Acute interstitial pneumonitis (AIP) is a rare and severe lung condition characterized by inflammation of the lung interstitium, leading to impaired gas exchange and respiratory distress. Clinically, patients may present with sudden onset of dyspnea, cough, and fever, often following an inciting event such as viral infections, exposure to toxic substances, or certain medications. The anatomy involved primarily includes the alveoli and interstitial spaces of the lungs, where inflammation can lead to pulmonary edema and fibrosis if not promptly addressed. Disease progression can be rapid, with potential for acute respiratory failure requiring mechanical ventilation. Diagnostic considerations include high-resolution computed tomography (HRCT) scans showing ground-glass opacities and consolidations, along with bronchoscopy and lung biopsy to rule out other interstitial lung diseases. Early recognition and intervention are critical to improve outcomes, as AIP can lead to significant morbidity and mortality if untreated.

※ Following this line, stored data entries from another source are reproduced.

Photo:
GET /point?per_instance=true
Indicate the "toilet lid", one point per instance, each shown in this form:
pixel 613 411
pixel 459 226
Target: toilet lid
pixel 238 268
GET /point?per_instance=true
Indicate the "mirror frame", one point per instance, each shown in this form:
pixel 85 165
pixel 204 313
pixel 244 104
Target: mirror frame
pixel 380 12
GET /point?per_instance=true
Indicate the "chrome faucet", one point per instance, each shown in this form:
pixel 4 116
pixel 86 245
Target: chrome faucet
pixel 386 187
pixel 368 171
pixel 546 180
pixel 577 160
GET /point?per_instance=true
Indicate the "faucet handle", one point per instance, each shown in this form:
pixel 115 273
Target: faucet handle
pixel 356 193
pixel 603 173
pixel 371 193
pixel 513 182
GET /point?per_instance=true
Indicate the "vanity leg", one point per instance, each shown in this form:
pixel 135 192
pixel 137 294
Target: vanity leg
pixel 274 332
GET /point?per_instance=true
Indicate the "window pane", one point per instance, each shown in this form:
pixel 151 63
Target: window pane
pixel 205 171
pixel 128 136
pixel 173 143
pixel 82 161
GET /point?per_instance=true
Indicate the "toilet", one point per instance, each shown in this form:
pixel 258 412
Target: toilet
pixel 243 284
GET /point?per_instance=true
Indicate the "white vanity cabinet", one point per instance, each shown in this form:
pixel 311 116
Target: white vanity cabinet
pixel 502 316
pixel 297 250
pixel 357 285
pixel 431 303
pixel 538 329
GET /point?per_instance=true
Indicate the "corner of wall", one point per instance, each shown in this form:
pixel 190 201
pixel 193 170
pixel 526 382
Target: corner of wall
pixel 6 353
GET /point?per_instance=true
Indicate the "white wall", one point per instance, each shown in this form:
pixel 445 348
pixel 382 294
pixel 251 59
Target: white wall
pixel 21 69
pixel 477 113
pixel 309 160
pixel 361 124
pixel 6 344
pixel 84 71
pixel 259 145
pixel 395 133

Standard ICD-10-CM documentation requirements apply
Various clinical presentations within this specialty area
Follow specialty-specific billing guidelines
Standard ICD-10-CM documentation requirements apply
Various clinical presentations within this specialty area
Follow specialty-specific billing guidelines
J84.114 specifically covers acute interstitial pneumonitis, which can arise from various etiologies including viral infections, drug reactions, and environmental exposures. It is characterized by acute onset and significant respiratory symptoms.
Use J84.114 when the patient presents with acute symptoms of interstitial pneumonitis, particularly when there is evidence of acute inflammation and no prior history of chronic lung disease. Differentiate from J84.112 when the acute nature is emphasized.
Documentation should include clinical findings such as symptoms, imaging results (HRCT), and any relevant laboratory tests. Notes from bronchoscopy or lung biopsy can further substantiate the diagnosis.